Issa: I was very pleased to see that the IMF is going
to set up some kind of Chapter 11 recommendations, bankruptcy
procedures, because we then need to declare bankruptcy and
renegotiate our debt.
Mr.
Melhado: You change the monetary stance. You have to in
my view come off the inflation/foreign exchange stability
side and you have to look at trying to induce some growth.
Chairman:
Wayne, what would you do to achieve growth.
Mr.
Chen: We have a couple of challenges coming. Obviously
we have the opening up of the Free Trade Area of the Americas
which should happen under this current and next administration.
Whoever takes office on the 17th of October has these responses
to formulate. I notice that it's Number 5 in the PNP's agenda,
in how they divided their manifesto. Our challenge, and Jamaica
has a unique opportunity here, is how do we look beyond island
Jamaica into a much wider Jamaica, integrating, and it is
in many ways integrated in our local economy, but it has not
been done in an orderly or structured way. How do we integrate
a wealthy Jamaica which exist outside into what exist here,
to lift us up so when that day comes.
Chairman:
How do we do that?
Mr.
Chen: We have the cultural side, we have the language
tie, we have the family tie, it means all the things we have
said earlier, lowering crime, eliminating bureaucracy, building
up the infrastructure, whether it be telecoms, roads, whatever,
making Jamaica an attractive place that people can inter-travel
between overseas Jamaica and local Jamaica, invest between
overseas Jamaica and local Jamaica.
Chairman:
Let me bring in Douglas. Douglas what are you going to do
to get growth?
Mr.
Orane: Jobs, I would build on what Wayne has said. The
Jamaican economy is vastly larger than what we think it is,
and the reason is that there are two million Jamaicans living
abroad who earn approximately ten times per capita more than
the two and a half million here. Therefore, if you are to
use traditional measures we would have to say that this economy
would have collapsed long ago. What instead is happening is
that we are really owning a microcosm of the total economy.

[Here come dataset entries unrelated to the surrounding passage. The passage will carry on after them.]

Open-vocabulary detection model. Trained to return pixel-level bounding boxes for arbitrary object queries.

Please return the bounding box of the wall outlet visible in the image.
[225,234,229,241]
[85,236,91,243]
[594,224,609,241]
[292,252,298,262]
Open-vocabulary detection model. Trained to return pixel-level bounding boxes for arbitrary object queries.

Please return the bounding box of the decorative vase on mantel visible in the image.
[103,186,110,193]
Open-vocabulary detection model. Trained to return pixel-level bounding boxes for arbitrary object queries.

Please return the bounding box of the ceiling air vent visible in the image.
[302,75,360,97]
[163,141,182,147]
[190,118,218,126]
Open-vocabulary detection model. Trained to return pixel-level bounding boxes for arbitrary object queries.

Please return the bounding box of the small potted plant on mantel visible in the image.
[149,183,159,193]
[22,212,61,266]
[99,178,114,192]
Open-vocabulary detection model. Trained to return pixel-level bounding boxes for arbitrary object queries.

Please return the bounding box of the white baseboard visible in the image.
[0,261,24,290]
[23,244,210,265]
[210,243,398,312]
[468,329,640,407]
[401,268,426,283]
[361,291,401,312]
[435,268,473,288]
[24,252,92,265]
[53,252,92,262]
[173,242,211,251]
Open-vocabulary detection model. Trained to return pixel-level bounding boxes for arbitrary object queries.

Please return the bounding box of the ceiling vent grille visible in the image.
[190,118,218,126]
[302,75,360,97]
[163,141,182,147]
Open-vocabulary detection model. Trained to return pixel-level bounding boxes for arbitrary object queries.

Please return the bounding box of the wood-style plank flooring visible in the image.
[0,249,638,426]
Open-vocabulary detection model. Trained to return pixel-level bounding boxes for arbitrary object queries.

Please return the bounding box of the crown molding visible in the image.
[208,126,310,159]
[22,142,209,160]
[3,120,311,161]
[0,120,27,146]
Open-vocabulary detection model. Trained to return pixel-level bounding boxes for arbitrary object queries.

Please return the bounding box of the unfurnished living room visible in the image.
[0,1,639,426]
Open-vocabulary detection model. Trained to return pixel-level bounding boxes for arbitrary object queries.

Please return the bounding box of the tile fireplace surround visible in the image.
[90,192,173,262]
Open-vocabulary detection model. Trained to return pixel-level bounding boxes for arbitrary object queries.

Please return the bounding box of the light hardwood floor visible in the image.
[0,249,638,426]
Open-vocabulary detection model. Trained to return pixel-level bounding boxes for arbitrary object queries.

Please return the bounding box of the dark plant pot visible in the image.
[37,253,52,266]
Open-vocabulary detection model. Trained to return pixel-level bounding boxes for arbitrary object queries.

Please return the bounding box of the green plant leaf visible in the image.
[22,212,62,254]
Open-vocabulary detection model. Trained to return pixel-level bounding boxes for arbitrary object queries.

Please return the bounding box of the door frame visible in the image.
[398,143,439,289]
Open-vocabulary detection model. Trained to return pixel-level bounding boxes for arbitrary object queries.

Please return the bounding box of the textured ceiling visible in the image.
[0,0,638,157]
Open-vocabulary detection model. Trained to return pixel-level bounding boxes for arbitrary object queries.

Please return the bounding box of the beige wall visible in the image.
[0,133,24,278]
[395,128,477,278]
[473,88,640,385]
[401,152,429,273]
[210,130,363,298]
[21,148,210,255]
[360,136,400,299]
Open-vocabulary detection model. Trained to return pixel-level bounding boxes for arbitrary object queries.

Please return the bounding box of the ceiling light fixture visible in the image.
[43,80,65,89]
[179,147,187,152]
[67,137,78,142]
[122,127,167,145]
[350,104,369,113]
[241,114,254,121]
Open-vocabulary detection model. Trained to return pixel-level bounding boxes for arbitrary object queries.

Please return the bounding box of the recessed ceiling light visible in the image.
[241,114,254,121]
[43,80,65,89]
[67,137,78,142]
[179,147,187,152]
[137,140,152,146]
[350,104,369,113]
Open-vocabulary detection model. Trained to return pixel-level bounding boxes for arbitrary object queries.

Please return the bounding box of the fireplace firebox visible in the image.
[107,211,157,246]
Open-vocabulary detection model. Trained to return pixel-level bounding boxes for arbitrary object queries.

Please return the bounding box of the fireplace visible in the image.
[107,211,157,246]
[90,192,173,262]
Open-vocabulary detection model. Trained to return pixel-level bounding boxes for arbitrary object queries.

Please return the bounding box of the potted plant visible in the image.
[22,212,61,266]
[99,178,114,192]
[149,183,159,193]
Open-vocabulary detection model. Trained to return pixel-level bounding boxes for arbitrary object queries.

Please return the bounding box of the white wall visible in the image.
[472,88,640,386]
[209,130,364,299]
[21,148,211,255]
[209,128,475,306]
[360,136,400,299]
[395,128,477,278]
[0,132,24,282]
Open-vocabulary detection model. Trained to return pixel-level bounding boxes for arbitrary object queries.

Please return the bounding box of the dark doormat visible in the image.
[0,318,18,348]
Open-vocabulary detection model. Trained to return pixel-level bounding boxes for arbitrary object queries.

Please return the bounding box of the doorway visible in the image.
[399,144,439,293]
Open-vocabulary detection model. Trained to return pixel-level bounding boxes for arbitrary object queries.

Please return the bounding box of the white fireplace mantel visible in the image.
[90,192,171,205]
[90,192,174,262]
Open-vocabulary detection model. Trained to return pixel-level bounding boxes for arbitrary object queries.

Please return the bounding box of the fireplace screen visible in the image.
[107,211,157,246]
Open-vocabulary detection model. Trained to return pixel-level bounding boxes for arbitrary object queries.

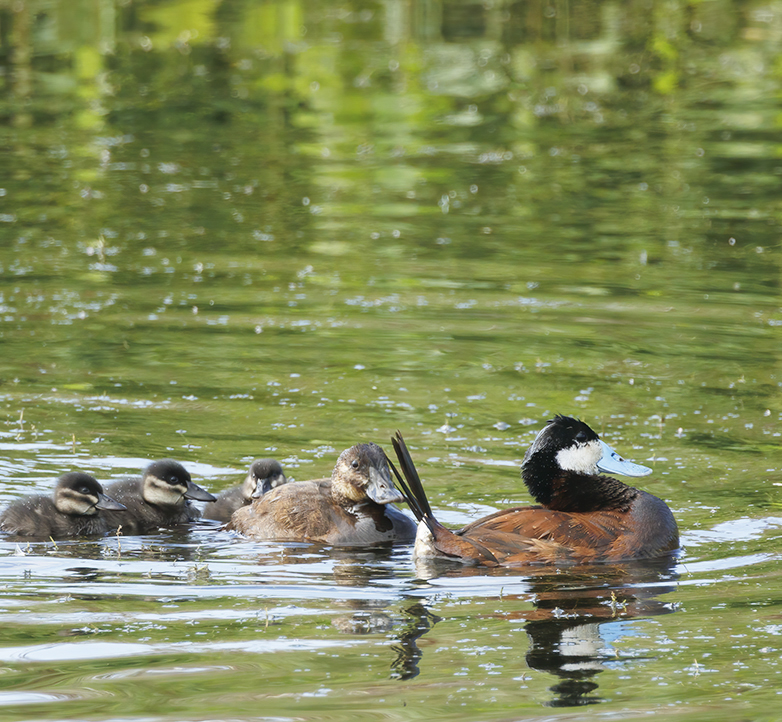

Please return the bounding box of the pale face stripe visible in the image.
[57,488,98,516]
[143,476,186,507]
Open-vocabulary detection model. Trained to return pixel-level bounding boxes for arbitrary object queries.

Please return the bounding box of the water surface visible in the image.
[2,0,782,719]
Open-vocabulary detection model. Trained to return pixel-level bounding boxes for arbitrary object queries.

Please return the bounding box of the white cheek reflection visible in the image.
[555,440,601,474]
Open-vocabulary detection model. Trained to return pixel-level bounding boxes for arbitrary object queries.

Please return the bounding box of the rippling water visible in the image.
[2,0,782,719]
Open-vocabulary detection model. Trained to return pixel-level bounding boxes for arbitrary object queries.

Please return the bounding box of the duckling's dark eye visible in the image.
[574,431,588,444]
[77,486,90,495]
[351,459,360,469]
[169,475,179,483]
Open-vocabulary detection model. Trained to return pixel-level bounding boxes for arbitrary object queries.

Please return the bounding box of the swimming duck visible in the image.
[0,472,126,539]
[203,458,287,523]
[227,443,416,546]
[390,416,679,566]
[101,459,216,535]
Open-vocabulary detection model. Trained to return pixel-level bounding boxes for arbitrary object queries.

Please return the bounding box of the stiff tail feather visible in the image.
[388,432,500,566]
[387,431,433,526]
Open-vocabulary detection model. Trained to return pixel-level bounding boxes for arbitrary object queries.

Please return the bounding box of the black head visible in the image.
[142,459,216,507]
[522,415,651,507]
[332,442,405,505]
[524,415,599,465]
[54,472,125,516]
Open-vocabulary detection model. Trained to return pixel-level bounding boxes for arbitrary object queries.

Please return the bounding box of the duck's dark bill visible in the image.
[596,441,652,477]
[185,480,217,502]
[366,467,405,505]
[252,477,273,498]
[96,494,127,511]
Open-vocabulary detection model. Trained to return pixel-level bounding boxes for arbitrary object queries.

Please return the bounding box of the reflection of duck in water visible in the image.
[203,459,287,523]
[390,601,442,681]
[227,443,416,545]
[0,472,126,539]
[101,459,216,535]
[517,559,679,706]
[391,416,679,566]
[324,550,442,682]
[403,557,679,704]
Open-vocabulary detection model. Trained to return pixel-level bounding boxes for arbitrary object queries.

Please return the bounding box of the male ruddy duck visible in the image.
[227,443,416,546]
[0,472,126,538]
[204,459,287,523]
[101,459,216,535]
[390,416,679,566]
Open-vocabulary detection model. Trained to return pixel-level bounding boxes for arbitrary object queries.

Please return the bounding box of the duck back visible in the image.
[227,480,415,546]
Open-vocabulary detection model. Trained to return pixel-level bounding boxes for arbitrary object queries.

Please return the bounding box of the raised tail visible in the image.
[388,432,500,566]
[388,431,434,525]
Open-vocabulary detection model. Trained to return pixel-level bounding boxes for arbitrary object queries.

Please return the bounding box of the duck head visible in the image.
[248,459,287,499]
[54,472,126,516]
[522,415,651,505]
[331,443,405,506]
[141,459,216,508]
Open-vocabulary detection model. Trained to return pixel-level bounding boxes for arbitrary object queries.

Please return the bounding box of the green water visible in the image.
[2,0,782,718]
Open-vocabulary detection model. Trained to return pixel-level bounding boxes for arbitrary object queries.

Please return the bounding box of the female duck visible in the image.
[391,415,679,566]
[101,459,216,535]
[0,472,126,539]
[227,443,416,546]
[204,459,287,523]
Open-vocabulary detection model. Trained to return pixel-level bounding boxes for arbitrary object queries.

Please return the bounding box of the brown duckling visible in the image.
[0,472,126,539]
[101,459,216,535]
[391,416,679,567]
[227,443,416,546]
[203,459,287,523]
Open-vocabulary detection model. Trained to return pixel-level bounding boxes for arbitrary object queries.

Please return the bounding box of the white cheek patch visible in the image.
[556,440,602,474]
[144,477,185,507]
[58,490,96,516]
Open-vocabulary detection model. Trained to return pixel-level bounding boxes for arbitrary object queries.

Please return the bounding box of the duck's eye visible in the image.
[351,459,360,469]
[78,486,90,495]
[169,475,179,483]
[574,431,588,444]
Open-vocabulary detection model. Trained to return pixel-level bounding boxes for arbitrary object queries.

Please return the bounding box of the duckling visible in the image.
[100,459,216,535]
[0,472,126,539]
[203,459,287,523]
[227,443,416,546]
[390,416,679,567]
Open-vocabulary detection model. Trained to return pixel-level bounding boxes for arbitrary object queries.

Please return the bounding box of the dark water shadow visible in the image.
[395,556,679,702]
[390,599,443,680]
[294,545,445,681]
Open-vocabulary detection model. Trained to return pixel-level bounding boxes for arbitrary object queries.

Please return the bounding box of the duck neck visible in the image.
[523,467,638,513]
[330,478,365,510]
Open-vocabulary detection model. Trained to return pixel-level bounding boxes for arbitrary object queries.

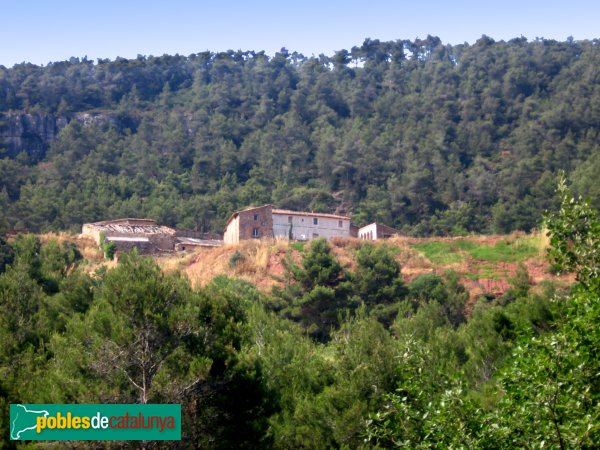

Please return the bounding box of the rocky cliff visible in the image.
[0,112,137,161]
[0,113,67,161]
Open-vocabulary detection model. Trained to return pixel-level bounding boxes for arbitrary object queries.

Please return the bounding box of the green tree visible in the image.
[406,272,468,327]
[351,243,407,326]
[273,238,353,341]
[545,173,600,291]
[0,236,14,273]
[482,176,600,448]
[47,256,273,448]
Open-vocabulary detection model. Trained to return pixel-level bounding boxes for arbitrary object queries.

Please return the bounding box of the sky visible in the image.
[1,0,599,67]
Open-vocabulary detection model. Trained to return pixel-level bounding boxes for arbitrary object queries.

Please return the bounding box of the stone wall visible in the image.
[149,234,176,252]
[108,239,153,255]
[238,205,273,240]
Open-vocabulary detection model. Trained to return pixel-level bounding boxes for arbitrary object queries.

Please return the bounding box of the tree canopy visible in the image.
[0,37,599,234]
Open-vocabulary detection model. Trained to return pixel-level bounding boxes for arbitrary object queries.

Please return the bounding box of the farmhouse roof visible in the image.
[272,209,351,220]
[224,204,272,227]
[85,218,176,235]
[90,218,157,226]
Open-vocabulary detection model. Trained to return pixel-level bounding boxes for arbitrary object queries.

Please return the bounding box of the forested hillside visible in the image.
[1,36,600,233]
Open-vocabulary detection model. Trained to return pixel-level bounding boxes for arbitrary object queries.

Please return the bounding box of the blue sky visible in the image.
[1,0,599,67]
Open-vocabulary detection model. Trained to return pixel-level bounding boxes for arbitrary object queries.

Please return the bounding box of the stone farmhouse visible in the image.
[223,205,352,245]
[357,222,401,240]
[82,214,400,254]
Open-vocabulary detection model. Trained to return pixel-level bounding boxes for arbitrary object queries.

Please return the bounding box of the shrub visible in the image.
[229,250,243,268]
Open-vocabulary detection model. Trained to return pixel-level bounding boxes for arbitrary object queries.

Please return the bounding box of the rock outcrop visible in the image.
[0,112,137,161]
[0,113,68,161]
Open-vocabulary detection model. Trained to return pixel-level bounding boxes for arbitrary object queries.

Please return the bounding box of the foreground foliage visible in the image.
[0,179,597,448]
[366,178,599,449]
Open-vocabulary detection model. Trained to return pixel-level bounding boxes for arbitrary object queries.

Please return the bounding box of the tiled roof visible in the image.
[225,204,272,226]
[272,209,350,220]
[90,218,157,226]
[87,220,176,235]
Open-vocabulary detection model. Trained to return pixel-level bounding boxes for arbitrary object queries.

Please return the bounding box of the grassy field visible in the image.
[468,237,540,262]
[412,234,543,265]
[290,241,306,252]
[410,241,466,264]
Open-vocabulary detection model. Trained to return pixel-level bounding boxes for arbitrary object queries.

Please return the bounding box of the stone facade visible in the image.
[105,236,153,254]
[224,205,273,244]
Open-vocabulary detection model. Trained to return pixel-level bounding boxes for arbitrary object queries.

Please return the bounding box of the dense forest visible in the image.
[1,36,599,234]
[0,176,598,448]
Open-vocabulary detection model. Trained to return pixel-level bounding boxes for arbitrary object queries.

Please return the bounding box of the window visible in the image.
[312,233,319,238]
[288,216,293,223]
[252,228,260,238]
[338,220,343,228]
[313,218,318,225]
[253,214,258,221]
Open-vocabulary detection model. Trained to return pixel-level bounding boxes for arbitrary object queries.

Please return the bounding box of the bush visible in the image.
[229,250,243,268]
[103,241,117,260]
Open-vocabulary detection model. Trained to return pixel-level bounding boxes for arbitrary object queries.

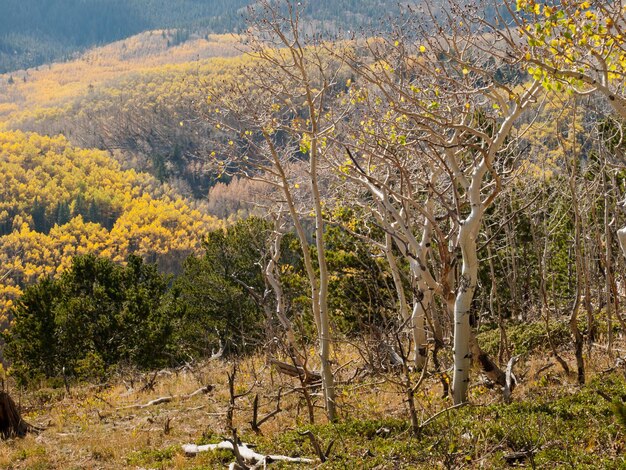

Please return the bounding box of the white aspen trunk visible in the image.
[412,289,431,369]
[618,227,626,260]
[386,226,430,370]
[450,83,539,404]
[262,130,336,421]
[452,213,481,404]
[412,199,435,369]
[372,187,439,370]
[310,136,337,422]
[450,147,485,403]
[265,230,302,363]
[385,232,411,323]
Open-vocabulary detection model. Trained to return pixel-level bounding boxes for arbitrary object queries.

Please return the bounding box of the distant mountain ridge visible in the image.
[0,0,408,74]
[0,0,249,73]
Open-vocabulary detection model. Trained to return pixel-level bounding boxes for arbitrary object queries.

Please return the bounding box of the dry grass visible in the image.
[1,339,625,469]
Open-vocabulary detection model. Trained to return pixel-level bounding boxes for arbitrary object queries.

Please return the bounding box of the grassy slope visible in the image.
[3,334,625,469]
[0,31,241,125]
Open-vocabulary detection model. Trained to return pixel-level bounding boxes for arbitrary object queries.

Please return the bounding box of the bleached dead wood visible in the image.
[185,385,214,398]
[182,441,314,466]
[503,355,520,404]
[118,385,213,410]
[119,396,172,409]
[269,358,321,384]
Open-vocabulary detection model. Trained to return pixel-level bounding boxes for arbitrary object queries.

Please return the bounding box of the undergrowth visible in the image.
[2,328,626,468]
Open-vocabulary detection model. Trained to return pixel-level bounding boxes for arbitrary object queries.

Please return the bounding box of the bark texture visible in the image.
[0,392,33,439]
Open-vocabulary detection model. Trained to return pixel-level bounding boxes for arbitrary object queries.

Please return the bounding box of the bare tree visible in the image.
[333,1,541,403]
[203,0,353,421]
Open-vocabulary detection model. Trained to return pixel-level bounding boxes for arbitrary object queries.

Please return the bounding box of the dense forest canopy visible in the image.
[0,130,221,320]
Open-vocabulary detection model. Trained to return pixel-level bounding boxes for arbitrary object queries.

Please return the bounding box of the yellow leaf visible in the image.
[419,45,426,53]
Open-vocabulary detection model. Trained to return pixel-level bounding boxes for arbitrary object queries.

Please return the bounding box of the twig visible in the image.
[298,430,332,463]
[533,362,555,379]
[250,389,282,434]
[419,402,468,430]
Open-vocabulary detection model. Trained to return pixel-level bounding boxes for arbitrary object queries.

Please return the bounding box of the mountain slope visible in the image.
[0,0,250,73]
[0,31,247,197]
[0,130,221,321]
[0,0,418,73]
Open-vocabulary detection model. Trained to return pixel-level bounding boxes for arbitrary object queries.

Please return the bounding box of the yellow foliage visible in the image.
[0,131,222,324]
[0,32,242,126]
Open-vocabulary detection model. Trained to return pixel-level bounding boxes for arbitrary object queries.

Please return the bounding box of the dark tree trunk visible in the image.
[0,392,34,439]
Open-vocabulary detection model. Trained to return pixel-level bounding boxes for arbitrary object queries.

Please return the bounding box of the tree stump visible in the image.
[0,391,33,438]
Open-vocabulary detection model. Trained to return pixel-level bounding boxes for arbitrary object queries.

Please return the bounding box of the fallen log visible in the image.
[121,396,173,409]
[269,358,321,384]
[182,440,314,466]
[185,385,214,399]
[118,385,214,410]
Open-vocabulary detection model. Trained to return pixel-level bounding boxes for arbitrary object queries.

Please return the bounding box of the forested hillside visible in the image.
[0,0,249,73]
[0,130,220,321]
[0,34,247,197]
[2,0,626,468]
[0,0,411,73]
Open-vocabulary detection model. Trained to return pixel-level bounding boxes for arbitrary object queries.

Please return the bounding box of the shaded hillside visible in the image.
[0,0,250,73]
[0,0,416,73]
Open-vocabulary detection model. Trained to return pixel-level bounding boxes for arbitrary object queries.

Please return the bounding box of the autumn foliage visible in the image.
[0,130,221,322]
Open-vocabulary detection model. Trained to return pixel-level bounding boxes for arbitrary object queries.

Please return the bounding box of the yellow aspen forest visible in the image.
[0,31,251,197]
[0,130,221,322]
[0,31,241,124]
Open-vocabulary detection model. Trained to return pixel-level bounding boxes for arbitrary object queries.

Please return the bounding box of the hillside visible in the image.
[0,0,250,73]
[0,32,249,198]
[2,339,626,469]
[0,32,241,119]
[1,0,626,468]
[0,0,415,74]
[0,130,221,322]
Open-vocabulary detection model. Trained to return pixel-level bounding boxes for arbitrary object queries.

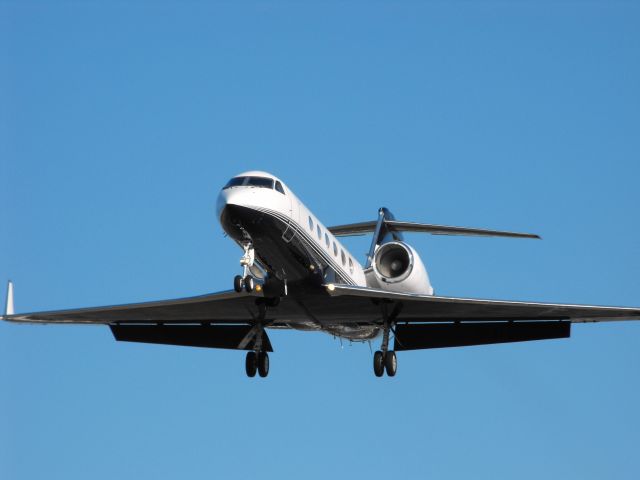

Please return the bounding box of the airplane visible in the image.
[3,170,640,378]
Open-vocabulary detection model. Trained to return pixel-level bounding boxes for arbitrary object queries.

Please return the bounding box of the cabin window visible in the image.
[223,177,246,189]
[308,216,314,232]
[325,233,330,248]
[275,181,285,194]
[349,257,354,274]
[333,241,338,256]
[317,225,322,240]
[341,250,346,266]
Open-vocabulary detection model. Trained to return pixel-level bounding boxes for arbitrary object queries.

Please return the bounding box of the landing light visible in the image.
[327,284,335,292]
[255,284,263,293]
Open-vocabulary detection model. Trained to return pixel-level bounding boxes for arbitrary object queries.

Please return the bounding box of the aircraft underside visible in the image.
[220,203,381,342]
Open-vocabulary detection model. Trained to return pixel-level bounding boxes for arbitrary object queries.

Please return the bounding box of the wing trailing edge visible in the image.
[110,324,274,351]
[394,321,571,350]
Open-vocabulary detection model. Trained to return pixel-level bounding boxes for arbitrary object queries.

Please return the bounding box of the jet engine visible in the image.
[371,241,433,295]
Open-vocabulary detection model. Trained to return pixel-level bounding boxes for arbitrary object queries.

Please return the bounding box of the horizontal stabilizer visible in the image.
[328,220,540,239]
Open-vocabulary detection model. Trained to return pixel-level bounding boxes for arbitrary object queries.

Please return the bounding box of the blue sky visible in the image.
[1,1,640,479]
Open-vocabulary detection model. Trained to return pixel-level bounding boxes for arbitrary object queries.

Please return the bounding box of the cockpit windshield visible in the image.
[223,176,279,191]
[223,177,246,189]
[246,176,274,188]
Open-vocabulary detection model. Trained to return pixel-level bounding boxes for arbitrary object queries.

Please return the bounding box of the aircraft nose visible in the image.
[216,188,243,220]
[216,189,229,220]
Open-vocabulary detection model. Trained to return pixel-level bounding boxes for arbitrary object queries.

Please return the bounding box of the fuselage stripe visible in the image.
[251,205,359,286]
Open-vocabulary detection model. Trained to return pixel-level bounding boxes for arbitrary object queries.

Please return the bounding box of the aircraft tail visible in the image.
[327,208,540,268]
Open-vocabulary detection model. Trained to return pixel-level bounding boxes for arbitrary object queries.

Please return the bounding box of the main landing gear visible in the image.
[373,302,401,377]
[241,301,270,378]
[233,243,259,293]
[245,351,269,377]
[373,323,397,377]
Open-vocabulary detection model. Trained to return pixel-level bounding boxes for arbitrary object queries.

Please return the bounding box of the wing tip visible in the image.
[4,280,14,318]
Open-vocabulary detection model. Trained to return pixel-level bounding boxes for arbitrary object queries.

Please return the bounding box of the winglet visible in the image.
[4,281,14,317]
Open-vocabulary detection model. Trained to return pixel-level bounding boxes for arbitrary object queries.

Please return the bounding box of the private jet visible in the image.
[4,171,640,377]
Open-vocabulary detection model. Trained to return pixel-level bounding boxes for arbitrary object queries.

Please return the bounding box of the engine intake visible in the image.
[371,241,433,295]
[374,242,413,282]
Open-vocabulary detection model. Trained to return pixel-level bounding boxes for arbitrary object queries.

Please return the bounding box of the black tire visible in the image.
[373,351,385,377]
[385,350,397,377]
[258,352,269,377]
[245,351,257,377]
[244,276,255,293]
[234,275,244,293]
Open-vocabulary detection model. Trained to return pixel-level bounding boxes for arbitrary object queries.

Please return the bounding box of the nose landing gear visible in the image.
[233,275,256,293]
[233,243,259,293]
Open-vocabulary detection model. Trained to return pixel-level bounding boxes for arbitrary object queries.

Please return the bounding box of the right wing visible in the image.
[4,290,264,325]
[1,289,307,352]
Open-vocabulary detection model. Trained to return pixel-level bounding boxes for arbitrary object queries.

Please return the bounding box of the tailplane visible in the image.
[328,208,539,295]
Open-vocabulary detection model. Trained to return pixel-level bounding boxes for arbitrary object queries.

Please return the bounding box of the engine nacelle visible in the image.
[370,241,433,295]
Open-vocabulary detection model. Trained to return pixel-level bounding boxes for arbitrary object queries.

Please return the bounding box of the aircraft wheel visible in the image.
[244,276,255,293]
[234,275,244,293]
[245,351,257,377]
[258,352,269,377]
[373,351,385,377]
[384,350,397,377]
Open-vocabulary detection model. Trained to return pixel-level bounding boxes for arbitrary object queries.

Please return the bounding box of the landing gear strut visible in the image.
[233,243,258,293]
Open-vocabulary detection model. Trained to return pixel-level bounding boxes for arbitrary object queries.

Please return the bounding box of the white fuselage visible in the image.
[216,171,367,288]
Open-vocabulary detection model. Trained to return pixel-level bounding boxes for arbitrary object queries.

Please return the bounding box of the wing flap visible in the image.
[110,324,273,351]
[394,321,570,351]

What we need to do is to formalise those links in every way
we possibly can and in time that should address our trade
policy, it should address our policy negotiating with the
FTAA, WTO and CARICOM, to make sure that all the things we
need to integrate the Jamaican nation together - we have four
and a half million people worldwide who act as one economic
unit - who are not severed by the barriers that I see emerging,
that will prevent us from doing that after 2005.
We
should be able to sell all the goods and services that our
Jamaican company sells in Jamaica; we should be able to sell
them; whatever they are, in the United States, Canada and
the UK and that applies to financial services as well, because
I see a world coming where we are going to have an invasion
of incoming investors who we don't even know are competing
with us, but we won't be able to compete with them on their
own turf.
Chairman:
Mario, what do we do to get jobs?
Mr.
Vulinovitch: I come from a country not too dissimilar
to Jamaica.
Chairman:
Where do you come from?
Mr.
Vulinovich: I come from a nation called New Zealand, and
being small it is a bit of a roller coaster ride. But the
Government put in place a couple of things which we talked
about like reducing bureaucracy. But I think for a small country
one of the benefits we can get is from IT capability and implementation...
You can pick out new technology and make everybody IT capable,
in terms of coming from a cash society to more of a card society.
I also think you have got the biggest market, America very
close. We need to find some sort of niche and decide what
is it that we want to do and how we do that.
Chairman:
Aubyn
Mr.
Hill: Send all our ministers to Hong Kong to see how free
trade works
Mr.
Issa: And that's on the record?
Mr.
Hill: I did say Hong Kong, for the record.